Rearrangements of MYC gene facilitate risk stratification in diffuse large B-cell lymphoma patients treated with rituximab-CHOP.
Document type:
Journal Article; Research Support, N.I.H., Extramural; Research Support, Non-U.S. Gov't
Author(s):
Tzankov, Alexandar; Xu-Monette, Zijun Y; Gerhard, Marc; Visco, Carlo; Dirnhofer, Stephan; Gisin, Nora; Dybkaer, Karen; Orazi, Attilio; Bhagat, Govind; Richards, Kristy L; Hsi, Eric D; Choi, William W L; van Krieken, J Han; Ponzoni, Maurilio; Ferreri, Andrés J M; Ye, Qing; Winter, Jane N; Farnen, John P; Piris, Miguel A; Møller, Michael B; You, M James; McDonnell, Timothy; Medeiros, L Jeffrey; Young, Ken H
Abstract:
In order to address the debatable prognostic role of MYC rearrangements in diffuse large B-cell lymphoma patients treated with rituximab, cyclophosphamide, hydroxydaunorubicin, vincristine, and prednisone, we evaluated MYC rearrangements by fluorescence in situ hybridization in 563 cases using break-apart probes and IGH/MYC dual-fusion probes. Concurrent BCL2 and BCL6 aberrations were also assessed. Data were correlated with clinicopathological variables and prognostic parameters.
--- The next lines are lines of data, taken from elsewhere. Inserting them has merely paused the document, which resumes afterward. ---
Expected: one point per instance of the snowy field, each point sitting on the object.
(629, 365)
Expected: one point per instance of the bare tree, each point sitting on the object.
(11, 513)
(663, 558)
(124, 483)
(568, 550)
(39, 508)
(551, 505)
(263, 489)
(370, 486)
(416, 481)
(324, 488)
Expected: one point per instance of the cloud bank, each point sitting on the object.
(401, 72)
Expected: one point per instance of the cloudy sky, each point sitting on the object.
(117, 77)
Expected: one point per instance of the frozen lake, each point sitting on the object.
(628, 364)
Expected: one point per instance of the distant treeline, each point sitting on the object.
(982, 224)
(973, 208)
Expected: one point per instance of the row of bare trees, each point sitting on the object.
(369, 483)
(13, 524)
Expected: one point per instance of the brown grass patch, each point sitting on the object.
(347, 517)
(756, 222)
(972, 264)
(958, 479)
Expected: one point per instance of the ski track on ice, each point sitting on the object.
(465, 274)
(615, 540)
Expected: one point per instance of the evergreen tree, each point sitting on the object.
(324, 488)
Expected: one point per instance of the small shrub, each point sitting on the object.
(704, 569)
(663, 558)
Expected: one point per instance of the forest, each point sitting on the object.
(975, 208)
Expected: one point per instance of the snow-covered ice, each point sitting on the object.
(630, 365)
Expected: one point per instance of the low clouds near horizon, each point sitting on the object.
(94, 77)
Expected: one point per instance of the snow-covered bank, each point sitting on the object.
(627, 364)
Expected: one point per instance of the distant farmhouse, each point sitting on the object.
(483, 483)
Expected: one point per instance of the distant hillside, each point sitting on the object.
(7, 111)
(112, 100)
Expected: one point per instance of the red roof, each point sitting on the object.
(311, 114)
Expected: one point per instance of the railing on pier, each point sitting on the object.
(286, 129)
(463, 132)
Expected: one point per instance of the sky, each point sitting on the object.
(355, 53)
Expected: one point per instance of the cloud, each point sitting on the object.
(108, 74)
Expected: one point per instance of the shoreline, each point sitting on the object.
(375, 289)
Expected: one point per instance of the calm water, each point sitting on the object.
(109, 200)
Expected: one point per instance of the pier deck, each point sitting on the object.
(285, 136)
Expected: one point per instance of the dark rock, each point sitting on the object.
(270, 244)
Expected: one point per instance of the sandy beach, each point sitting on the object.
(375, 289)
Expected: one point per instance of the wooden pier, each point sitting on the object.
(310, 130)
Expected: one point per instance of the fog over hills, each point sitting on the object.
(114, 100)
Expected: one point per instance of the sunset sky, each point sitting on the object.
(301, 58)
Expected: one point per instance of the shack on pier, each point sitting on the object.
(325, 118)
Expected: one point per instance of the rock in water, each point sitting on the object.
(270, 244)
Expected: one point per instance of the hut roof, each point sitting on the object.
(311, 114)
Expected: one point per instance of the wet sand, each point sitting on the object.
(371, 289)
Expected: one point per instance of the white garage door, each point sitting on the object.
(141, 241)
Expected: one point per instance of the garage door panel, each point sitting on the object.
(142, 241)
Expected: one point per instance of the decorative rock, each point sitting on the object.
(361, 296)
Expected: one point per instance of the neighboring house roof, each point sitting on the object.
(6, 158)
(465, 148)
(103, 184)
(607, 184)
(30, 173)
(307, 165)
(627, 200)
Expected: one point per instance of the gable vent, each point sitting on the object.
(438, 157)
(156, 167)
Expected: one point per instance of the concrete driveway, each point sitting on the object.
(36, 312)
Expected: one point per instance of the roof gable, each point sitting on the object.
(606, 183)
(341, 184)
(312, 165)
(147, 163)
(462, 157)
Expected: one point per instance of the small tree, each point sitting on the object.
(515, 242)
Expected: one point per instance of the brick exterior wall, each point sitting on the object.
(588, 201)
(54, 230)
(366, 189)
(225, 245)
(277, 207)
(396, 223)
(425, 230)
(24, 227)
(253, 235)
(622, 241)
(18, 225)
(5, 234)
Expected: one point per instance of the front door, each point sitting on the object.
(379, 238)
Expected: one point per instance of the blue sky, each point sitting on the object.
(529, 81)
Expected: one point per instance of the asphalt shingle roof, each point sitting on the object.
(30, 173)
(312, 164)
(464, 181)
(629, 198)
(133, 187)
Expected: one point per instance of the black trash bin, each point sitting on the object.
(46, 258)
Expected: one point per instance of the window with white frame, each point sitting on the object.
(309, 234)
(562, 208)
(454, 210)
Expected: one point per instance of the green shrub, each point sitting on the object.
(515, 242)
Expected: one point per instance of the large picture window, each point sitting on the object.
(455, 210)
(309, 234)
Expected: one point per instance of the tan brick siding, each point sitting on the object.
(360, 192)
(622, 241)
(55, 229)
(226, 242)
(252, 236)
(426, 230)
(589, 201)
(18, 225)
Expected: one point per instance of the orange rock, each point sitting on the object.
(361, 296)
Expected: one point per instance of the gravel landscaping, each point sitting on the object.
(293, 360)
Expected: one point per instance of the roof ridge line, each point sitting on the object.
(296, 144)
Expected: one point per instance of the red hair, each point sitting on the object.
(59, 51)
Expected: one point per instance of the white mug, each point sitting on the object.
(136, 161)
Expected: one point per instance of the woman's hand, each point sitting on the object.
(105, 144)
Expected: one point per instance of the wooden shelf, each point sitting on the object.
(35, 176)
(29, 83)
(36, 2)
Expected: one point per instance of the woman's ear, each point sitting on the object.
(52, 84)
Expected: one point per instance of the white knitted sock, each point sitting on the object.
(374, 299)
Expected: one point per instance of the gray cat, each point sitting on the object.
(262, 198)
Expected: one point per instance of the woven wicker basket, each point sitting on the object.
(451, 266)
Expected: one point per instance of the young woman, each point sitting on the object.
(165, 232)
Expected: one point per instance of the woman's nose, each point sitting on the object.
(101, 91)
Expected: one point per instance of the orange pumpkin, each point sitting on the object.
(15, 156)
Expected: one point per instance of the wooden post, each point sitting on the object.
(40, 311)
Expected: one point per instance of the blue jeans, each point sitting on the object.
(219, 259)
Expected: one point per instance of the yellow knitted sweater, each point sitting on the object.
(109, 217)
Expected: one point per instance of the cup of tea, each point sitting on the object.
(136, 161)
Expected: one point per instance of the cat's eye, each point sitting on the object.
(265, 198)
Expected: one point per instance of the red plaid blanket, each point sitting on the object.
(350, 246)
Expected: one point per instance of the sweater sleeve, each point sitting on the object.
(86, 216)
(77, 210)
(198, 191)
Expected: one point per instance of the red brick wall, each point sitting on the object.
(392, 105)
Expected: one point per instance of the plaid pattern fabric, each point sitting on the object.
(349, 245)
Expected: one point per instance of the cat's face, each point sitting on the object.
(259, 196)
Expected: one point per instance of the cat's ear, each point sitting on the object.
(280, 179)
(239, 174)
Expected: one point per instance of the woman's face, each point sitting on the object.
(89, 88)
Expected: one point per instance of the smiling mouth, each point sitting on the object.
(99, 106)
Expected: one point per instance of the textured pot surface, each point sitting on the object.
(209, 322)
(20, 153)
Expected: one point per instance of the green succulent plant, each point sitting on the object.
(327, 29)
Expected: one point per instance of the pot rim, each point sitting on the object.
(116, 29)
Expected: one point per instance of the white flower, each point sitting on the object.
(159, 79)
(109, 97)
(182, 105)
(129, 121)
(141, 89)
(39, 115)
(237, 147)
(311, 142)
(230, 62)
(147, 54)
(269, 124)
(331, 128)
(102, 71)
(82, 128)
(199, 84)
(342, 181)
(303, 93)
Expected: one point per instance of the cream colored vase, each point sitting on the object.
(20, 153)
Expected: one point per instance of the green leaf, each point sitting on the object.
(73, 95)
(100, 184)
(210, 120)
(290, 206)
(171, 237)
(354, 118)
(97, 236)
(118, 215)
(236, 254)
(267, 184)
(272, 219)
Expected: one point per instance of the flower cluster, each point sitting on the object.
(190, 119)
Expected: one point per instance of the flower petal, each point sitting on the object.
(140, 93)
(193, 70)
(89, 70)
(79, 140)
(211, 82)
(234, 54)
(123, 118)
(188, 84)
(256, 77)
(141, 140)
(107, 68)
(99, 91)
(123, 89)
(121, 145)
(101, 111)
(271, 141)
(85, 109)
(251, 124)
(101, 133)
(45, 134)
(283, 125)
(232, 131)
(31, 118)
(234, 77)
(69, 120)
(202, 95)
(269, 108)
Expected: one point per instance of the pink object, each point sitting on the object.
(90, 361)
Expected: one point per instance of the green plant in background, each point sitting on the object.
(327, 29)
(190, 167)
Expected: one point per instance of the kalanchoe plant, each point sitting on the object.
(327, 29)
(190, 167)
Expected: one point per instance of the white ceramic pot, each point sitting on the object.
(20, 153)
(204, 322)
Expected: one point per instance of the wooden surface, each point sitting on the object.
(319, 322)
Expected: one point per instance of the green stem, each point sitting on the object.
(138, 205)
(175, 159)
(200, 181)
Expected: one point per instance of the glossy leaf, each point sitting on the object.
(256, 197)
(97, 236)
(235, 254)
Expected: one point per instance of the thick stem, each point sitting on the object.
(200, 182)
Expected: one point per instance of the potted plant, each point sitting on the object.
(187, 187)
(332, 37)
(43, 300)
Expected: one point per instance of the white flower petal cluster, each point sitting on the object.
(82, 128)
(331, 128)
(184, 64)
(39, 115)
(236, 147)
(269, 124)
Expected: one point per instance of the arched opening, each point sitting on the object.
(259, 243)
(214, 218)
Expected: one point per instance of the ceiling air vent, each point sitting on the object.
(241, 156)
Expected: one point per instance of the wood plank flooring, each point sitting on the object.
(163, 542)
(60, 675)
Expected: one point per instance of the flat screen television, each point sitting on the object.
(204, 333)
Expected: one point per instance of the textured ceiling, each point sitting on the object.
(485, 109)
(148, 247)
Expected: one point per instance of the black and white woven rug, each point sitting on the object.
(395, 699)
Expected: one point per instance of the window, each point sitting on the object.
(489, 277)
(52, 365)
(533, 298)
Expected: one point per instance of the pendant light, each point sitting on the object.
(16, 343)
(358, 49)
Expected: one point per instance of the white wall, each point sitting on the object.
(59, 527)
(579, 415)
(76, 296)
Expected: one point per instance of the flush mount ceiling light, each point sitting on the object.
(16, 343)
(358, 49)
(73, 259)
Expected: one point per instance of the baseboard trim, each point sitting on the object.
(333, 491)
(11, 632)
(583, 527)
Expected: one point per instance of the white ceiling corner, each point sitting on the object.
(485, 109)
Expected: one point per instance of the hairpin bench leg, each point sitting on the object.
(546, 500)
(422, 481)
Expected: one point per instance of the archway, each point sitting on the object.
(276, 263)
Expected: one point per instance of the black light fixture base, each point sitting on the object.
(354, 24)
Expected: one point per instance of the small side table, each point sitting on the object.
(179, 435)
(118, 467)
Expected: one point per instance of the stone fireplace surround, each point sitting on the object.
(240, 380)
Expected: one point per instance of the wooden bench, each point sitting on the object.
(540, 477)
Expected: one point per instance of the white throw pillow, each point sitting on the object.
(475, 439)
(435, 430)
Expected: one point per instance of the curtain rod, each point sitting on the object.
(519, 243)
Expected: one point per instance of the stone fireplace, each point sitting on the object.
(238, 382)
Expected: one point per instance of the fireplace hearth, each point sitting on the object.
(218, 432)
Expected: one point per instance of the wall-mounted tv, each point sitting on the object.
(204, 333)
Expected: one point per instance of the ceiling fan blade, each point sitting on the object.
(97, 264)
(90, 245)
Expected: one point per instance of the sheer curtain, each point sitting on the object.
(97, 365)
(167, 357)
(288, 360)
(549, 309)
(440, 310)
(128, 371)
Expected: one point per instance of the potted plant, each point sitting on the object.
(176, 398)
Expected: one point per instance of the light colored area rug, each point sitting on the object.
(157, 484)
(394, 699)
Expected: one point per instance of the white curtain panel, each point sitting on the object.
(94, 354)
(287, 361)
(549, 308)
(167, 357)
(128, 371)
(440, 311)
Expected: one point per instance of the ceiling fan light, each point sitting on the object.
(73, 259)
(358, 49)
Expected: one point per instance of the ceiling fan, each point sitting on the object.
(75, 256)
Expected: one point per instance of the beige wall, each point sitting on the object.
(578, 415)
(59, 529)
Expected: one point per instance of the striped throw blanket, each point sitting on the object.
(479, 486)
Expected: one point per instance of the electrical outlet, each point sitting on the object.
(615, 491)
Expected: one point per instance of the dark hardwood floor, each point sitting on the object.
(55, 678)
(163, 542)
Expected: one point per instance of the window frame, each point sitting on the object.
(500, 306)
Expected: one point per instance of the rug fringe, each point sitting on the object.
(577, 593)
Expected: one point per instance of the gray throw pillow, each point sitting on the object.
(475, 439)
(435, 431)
MYC rearrangements were observed in 39/432 evaluable cases (9%), including 4 rearrangements detectable only with the dual-fusion probes, 15 detectable only with the break-apart probes and 20 detectable with both dual-fusion probes and break-apart probes. MYC rearrangements correlated with germinal center B-cell origin (P=0.02), MYC protein expression (P=0.032), and larger tumor mass size (P=0.0003). Patients with MYC rearrangements were more likely to be treatment resistant (P<0.0001). All types of MYC rearrangements were associated with poorer disease-specific survival, that is, 20/39 dead, median disease-specific survival 42 months, compared with 98/393 dead among the non-rearranged cases, median disease-specific survival not reached (P=0.0002). Cases with MYC rearrangements that overexpressed MYC protein were at risk with respect to disease-specific survival independent of the International Prognostic Index (P=0.046 and P<0.001, respectively). Presence of concurrent BCL2 aberrations but not of BCL6 aberrations was prognostically additive. Radiotherapy seemed to diminish the prognostic effects of MYC rearrangements in diffuse large B-cell lymphoma patients since only 2/10 irradiated patients with MYC rearrangements died of/with disease, compared with 16/28 non-irradiated patients with MYC rearrangements. We conclude that MYC rearrangements add prognostic information for individual risk estimation and such cases might represent a distinct, biologically determined disease subgroup.